Lilly in Full Financial Bloom

It's always tough to complain anytime a large-cap drugmaker boosts its revenue by 14% in a quarter. So I'll be hard-pressed to find much grief to give Eli Lilly (NYSE: LLY) for its first-quarter 2008 financial performance. Its drug-pipeline progress, on the other hand, fell far short of spectacular.

Besides the aforementioned double-digit year-over-year sales gains, Eli Lilly's non-GAAP earnings per share rose 11% from last year, totaling $0.92 per share for the quarter. The impressive top-line revenue and bottom-line earnings gains occurred despite meager 1% worldwide growth in sales of top drug Zyprexa year over year. With multiple other top Lilly compounds growing like crazy -- sales of depression treatment Cymbalta were up 37% in the first quarter -- it truly looks like Lilly has begun to compensate for the impending loss of Zyprexa to U.S. generic competition in 2011.  

Even though Lilly's financials sparkled this quarter, its drug pipeline seemed a bit clogged. The FDA stung Lilly with a not-approvable letter for its long-acting injection formulation of its antipsychotic compound Zyprexa. On its conference call, Lilly said that it was still in talks with the FDA about correcting that latter for the drug, a potential competitor to Johnson & Johnson's (NYSE: JNJ) Risperdal Consta. The FDA concerns centered on the proportion of patients who experienced "profound sedation" (among other side effects) after receiving the compound.

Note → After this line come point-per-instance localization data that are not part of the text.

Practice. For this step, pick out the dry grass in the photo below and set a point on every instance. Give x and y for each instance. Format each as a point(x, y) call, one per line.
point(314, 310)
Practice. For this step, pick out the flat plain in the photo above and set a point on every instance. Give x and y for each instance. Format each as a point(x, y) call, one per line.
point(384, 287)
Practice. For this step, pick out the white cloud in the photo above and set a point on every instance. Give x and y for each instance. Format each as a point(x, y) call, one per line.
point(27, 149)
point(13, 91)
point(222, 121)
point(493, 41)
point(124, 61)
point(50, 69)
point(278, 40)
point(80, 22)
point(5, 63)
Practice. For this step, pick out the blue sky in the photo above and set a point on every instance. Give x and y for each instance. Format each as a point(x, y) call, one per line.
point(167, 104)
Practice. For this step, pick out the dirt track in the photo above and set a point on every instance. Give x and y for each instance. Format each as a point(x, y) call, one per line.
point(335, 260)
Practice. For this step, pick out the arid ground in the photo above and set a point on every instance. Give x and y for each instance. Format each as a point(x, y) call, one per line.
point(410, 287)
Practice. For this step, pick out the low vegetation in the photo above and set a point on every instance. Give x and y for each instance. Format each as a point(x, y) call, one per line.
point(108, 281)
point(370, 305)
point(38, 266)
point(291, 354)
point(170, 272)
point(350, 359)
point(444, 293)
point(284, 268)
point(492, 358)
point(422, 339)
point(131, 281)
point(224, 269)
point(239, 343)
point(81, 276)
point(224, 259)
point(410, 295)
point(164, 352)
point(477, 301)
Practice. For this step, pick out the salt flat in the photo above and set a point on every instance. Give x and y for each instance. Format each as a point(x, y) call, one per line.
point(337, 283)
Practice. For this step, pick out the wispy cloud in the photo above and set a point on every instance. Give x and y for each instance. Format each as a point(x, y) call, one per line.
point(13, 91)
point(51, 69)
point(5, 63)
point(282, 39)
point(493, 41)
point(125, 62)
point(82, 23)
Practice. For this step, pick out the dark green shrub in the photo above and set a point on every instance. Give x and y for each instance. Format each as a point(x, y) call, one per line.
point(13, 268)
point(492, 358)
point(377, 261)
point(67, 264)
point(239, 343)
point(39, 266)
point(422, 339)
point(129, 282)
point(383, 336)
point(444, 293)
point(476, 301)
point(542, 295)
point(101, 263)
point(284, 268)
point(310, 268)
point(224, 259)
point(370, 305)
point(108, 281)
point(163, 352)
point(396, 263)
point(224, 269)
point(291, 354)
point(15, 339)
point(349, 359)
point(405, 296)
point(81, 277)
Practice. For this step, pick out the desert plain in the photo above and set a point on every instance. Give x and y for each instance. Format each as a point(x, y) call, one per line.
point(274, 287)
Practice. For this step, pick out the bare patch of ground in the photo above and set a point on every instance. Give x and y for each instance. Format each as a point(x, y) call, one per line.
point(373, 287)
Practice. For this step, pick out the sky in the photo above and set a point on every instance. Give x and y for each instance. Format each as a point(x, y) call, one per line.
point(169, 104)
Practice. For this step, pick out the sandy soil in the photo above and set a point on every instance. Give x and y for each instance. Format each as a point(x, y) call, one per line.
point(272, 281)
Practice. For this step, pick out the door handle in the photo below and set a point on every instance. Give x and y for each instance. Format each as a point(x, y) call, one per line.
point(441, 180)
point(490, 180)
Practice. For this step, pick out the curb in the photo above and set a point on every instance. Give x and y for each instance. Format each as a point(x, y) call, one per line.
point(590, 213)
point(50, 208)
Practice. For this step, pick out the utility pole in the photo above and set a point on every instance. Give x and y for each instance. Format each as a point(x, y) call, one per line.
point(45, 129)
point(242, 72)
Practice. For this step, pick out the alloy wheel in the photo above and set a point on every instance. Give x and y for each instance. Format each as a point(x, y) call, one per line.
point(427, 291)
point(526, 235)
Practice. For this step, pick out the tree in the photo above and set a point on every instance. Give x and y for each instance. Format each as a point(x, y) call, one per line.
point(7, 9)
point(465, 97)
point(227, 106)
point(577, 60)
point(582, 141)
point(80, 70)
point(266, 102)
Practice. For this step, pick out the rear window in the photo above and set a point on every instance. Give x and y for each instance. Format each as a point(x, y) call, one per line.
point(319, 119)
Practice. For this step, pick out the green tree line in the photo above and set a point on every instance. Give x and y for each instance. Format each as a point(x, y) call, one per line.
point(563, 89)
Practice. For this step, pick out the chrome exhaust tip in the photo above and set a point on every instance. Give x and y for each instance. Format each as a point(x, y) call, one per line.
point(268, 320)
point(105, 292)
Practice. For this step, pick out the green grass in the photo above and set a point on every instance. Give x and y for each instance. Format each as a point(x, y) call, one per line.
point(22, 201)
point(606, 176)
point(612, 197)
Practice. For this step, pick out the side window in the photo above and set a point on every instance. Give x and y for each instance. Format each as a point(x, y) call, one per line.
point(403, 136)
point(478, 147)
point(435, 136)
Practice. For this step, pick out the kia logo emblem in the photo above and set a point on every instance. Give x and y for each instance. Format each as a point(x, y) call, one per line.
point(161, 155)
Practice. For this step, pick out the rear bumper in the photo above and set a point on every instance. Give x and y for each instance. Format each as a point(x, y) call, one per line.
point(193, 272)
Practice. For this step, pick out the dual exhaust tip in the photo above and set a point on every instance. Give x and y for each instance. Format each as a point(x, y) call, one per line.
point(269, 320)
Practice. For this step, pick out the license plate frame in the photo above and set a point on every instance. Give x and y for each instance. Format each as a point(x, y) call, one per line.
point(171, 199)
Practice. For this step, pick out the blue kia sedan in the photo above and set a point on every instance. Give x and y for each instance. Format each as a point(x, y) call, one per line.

Besides the Zyprexa depot regulatory issues, Lilly also halted its inhaled insulin phase 3 program. However, that decision was definitely expected, and no big loss, considering the weak market demand for that type of drug.

Yesterday, Lilly also adjusted its financial guidance for 2008 slightly upward, on account of an unexpected tax benefit and a few other one-time charges. Its non-GAAP guidance still calls for earnings of $3.85 to $4 per share, 9% to 13% greater than its 2007 non-GAAP EPS. Even with Lilly's success this year financially, and its defeats on the pipeline front, its 2008 share-price performance will likely remain in the FDA's hands. The agency has scheduled its PDUFA decision on Lilly's potential blockbuster acute coronary syndrome treatment Prasugrel for June 26.